Technical Information

Marsden Online Archive Platform

The Marsden Online Archive was created using:

  • Fedora Commons: provides the backend repository to store and manage all of the unique digital material.
  • Islandora: provides functionality via modules to deal with different content types.
  • Drupal: provides access to the site via a front end, access layer.
  • Solr: provides the search functionality, including being able to ‘Refine’ your search.

Amount of Material

Marsden’s letters and journals, as well as the papers of other early NZ missionaries, have been made available on the Marsden Online Archive.

The amount of material currently available is detailed in the table below.

Items Pages
Letters 590 2,607
Journals 9 1,121
Total 599 3,728

Metadata Standards

The following three metadata standards were selected for the Marsden Online Archive:

These standards were selected as they support digital preservation, are appropriate for the format of the source documents, and are interoperable.

Open Archives Initiative Protocol for Metadata Harvesting (OAI-PMH)

The OAI-PMH provides structured metadata for all of the items in the Marsden Online Archive. Using this will allow you to harvest our metadata which has already been cross-walked from Metadata Object Description Schema (MODS) to Dublin Core (DC). For more information on OAI-PMH see the Open Archives website.
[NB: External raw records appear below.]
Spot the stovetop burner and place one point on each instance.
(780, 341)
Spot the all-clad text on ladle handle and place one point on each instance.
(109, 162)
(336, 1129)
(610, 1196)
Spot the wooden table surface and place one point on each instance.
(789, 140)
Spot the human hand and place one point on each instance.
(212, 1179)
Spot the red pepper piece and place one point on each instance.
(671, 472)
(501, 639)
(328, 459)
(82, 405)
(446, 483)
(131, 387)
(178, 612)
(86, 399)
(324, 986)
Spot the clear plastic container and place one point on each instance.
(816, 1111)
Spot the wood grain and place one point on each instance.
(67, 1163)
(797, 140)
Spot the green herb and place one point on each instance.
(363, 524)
Text Encoding Initiative Schema

The Text Encoding Initiative (TEI) Schema describes how TEI has been used in marking up the transcripts in the Marsden Online Archive. The transcripts have been marked up for:

  • Ship: <tei:shipName>
  • Date: <tei:date>
  • Person: <tei:persName>
  • Place: <tei:geogName>
  • Alternative Spelling: <tei:corr>
  • Corrected Words: <tei:sic>
  • Terms: <tei:term>
  • Cross Out: <tei:del>
  • Underline: <tei:hi rend="underline">
  • Paragraph Marks: <tei:p>
  • Page Marks: <tei:page>

A TEI xml file for each letter and journal is available in the 'Downloads' section along with the other versions of the transcripts and images. For more information on TEI see the Text Encoding Initiative website.

‘Clean’ .txt Data

The Marsden Online Archive also provides a number of clean data sets that you can use. ‘Clean’ means that all of the metadata, page numbers and TEI mark-up has been removed so the .txt file only contains the transcripts in its purest form.

Note: These text files are organised based on their Hocken Reference Number (i.e., MS_0054_001).